Impact
The vulnerability originates in the XFRM IPComp implementation of the Linux kernel, where the allocated destination scatter‑gather list is not freed on certain error paths. When these errors occur, memory is left unreleased, potentially leading to a gradual accumulation of leaked pages. This represents a CWE‑772 (Unreleased Resource) weakness. The leak could eventually consume available RAM, causing kernel instability or a crash, which results in a denial‑of‑service condition. The flaw does not provide direct code‑execution or privilege escalation capabilities.
Affected Systems
Any Linux kernel that includes the XFRM IPComp subsystem before the fix is potentially affected.
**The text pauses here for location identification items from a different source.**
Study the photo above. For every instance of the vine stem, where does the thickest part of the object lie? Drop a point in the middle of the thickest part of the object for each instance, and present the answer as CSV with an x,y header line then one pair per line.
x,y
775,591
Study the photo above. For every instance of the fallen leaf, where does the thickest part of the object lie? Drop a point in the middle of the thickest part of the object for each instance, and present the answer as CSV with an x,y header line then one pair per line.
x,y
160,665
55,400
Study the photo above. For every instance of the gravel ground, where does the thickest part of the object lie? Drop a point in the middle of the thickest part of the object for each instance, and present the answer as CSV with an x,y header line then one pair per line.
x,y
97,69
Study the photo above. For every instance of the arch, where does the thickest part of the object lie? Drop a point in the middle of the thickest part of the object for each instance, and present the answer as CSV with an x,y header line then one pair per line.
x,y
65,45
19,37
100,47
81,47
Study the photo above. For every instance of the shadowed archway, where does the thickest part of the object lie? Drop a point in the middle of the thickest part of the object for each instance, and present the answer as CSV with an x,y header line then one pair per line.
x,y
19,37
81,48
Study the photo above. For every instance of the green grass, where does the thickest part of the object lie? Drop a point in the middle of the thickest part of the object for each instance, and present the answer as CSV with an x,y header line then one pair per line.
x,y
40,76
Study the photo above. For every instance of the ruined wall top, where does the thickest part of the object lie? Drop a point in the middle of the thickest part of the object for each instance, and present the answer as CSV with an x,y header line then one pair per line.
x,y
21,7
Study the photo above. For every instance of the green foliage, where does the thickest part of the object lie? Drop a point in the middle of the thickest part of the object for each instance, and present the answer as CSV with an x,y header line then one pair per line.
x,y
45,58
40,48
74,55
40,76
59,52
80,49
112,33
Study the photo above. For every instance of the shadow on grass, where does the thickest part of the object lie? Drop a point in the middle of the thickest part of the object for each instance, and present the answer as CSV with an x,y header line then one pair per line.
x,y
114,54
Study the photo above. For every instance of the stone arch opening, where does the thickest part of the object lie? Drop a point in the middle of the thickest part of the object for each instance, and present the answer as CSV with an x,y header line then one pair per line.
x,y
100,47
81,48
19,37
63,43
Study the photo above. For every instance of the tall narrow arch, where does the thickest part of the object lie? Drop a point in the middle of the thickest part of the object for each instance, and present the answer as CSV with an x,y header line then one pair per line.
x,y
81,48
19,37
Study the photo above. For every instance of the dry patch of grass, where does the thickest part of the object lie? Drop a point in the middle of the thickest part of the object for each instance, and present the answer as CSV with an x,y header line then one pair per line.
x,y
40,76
The CVE does not enumerate specific kernel releases, so all unpatched versions that still contain this legacy code are at risk.
Risk and Exploitability
The EPSS score remains < 1% and the vulnerability is not listed in the CISA KEV catalog. The CVSS score of 7.5 indicates high severity, confirming the description’s suggestion that triggering an IPComp error could lead to significant denial‑of‑service risk. Given that exploitation requires influencing the kernel’s error path—most likely through crafted IPComp packets—the attack surface is network‑based. The failure to free destination scatter‑gather pages constitutes a memory‑leak vulnerability (CWE‑772), so systems that handle IPComp traffic are at risk of exhausting kernel memory and crashing.